Speaking of the Intra-Cabinet Party-Leader Trilateral, the third party will not always be the Prime Minister. In fact, the DPJ participant is more often than not likely to be Naoto Kan, Deputy Prime Minister and Minister of State for National Strategy, who happens to be p!ssed off (if media reports are to be believed) because his DPJ policy base has been kicked out from under his other foot as Ichiro Ozawa (and Hatoyama) abruptly decided to abolish the DPJ Policy Research Council—not a bad decision per se, considering the new setup replacing it that will potentially tighten the hold of the Cabinet over the policymaking process. (Here, I disagree with some of the MSM thinking on this measure.) The idea (again according to media reports) was to have Kan assume the PRC Chair, which would have made him the Policy Czar, the double-headed eagle as far as substance was concerned.

MLIT Minister Seiji Maehara’s public works woes assumed as the consequence of including the cancellation of the Yanba Dam construction, in Maehara’s words “because it’s in our manifest” (in my view carelessly inserted), as well as JAL’s business woes precipitously dumped in his lap. I didn’t see these two coming, and neither of these lend themselves to easy solution. Yanba Dam reminds me of Tokyo Governor Yukio Aoshima’s fulfillment of his campaign promise to shut down the Tokyo Expo—a very unpleasant precedent for the past and future DPJ would-be-king.
There may be more, but I think that’s enough. I have no idea if these are portents of things to come—in which case the whole of the Hatoyama Cabinet will be much smaller than its parts—or merely a shakedown process of an untested policy vehicle that will soon hit its stride.

Stay tuned, folks.


Mark said...

Let me help you with that miracle.

Hatoyama should give a speech at Yasukuni while drunk in which he mispronounces at least 40 words, beating the record set by Nakagawa and he proclaims Japan to be a divine nation of one race tricked into World War II by Winston Churchill, Franklin Roosevelt, and Chiang Kai-Shek, a country that needs to privatize Japan Post and doesn't need to hear anything else about that stupid piece of fiction known as the Nanking Massacre and
doesn't need any damn immigrants who would only commit crimes
though it does need rich Jews which Japan needs so it can achieve global domination
which is possible because it doesn't have blond hair and blue eyes and so it can be trusted in the Middle East though global domination may be hard given that
Japan has doctors who lack common sense, a cancerous teacher's union,
stupid residents near Narita airport who block progress, young men who rape women, though at least that proves that young Japanese men are still vigorous and anyways that problem can be fixed if only Japan beheads the parent's of the perpetrators,
and it also has corrupt politicians, but really, to ask for honesty and purity from politicians is like asking for fish at a vegetable store, though I did hear that they sell mackerel at a vegetable store in Shimane and on second thought Japan should not privatize Japan Post (burete imasen) and one more thing, we just lost the pension records of another 60 million people and without a doubt, the use of atomic bombs at Nagasaki and Hiroshima...shouganai.
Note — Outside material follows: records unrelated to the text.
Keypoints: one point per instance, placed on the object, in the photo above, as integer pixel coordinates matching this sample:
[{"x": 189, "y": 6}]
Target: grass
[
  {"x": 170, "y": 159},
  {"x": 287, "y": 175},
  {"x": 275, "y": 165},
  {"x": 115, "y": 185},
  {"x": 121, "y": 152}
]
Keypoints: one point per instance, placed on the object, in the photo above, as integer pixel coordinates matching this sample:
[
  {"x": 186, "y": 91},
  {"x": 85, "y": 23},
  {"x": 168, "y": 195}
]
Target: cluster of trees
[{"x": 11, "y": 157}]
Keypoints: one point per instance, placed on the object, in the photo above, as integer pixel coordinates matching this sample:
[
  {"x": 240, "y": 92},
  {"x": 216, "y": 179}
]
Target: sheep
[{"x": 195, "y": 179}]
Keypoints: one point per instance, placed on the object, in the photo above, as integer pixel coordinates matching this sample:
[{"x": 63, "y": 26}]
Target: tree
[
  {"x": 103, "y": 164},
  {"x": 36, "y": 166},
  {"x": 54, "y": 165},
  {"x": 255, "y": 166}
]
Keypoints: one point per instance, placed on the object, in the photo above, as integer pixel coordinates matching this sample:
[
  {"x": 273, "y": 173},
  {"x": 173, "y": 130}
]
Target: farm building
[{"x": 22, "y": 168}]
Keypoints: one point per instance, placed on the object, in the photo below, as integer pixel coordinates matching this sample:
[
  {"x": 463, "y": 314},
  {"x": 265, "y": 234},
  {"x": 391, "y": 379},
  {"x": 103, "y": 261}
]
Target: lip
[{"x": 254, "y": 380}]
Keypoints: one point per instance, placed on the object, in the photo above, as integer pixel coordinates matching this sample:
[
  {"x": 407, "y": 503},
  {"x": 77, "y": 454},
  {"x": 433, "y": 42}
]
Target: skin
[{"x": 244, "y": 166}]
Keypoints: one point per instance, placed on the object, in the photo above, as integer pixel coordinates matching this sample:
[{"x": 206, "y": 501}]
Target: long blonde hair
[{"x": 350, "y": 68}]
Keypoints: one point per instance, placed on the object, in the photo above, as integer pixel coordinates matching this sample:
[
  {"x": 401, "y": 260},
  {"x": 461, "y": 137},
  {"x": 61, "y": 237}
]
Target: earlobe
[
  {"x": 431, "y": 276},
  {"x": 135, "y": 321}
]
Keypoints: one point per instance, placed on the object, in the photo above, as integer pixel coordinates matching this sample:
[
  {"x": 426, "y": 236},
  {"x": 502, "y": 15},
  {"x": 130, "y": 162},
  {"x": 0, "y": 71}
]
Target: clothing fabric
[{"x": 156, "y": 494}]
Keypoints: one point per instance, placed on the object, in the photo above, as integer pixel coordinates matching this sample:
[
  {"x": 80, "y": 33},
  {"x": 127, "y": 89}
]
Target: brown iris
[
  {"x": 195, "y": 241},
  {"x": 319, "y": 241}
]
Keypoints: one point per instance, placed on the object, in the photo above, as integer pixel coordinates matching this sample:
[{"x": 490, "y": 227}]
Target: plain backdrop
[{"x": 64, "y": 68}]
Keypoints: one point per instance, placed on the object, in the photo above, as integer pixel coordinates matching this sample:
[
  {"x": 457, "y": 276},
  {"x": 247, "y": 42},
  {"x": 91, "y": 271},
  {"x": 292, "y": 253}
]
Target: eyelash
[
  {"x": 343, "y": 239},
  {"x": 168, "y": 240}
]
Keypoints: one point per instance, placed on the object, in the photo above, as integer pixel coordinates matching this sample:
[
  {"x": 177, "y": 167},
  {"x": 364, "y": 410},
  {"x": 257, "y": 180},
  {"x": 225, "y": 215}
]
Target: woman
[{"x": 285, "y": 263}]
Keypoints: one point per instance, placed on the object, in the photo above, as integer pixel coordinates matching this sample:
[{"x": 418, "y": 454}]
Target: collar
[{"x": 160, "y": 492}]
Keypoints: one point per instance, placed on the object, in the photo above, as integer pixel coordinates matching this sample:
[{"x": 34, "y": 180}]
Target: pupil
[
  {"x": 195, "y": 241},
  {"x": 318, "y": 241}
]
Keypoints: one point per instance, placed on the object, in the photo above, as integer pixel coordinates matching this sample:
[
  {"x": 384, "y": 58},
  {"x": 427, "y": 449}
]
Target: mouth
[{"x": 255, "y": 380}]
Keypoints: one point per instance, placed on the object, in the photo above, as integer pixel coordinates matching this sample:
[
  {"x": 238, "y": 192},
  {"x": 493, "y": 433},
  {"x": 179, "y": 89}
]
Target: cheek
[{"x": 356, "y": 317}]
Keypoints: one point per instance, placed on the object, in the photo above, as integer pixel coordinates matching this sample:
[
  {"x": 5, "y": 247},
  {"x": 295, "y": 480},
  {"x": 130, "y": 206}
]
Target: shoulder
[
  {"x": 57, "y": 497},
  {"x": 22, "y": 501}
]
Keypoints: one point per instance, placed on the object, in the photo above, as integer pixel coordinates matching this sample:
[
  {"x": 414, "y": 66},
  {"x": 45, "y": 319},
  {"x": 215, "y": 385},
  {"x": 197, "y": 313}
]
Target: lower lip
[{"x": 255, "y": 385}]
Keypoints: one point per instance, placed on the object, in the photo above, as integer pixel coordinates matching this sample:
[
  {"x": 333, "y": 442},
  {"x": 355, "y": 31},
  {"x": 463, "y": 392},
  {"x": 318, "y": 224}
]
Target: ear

If Hatoyama were to do I as advice, I am sure the miracle can be achieved.

Ganbare, Hatoyama!

Jun Okumura said...

Well, keep on praying, Mark. You never now.

Mark said...

I will. By the way, am I the only one here who think that America and Europe is doing everything it can to plunge Latin America into civil war? Hugo Chavez must be careful.

Mark said...

Holy crap. You weren't kidding about now. I hope this works.

Anonymous said...

We are still staying tuned. When does normal programming resume?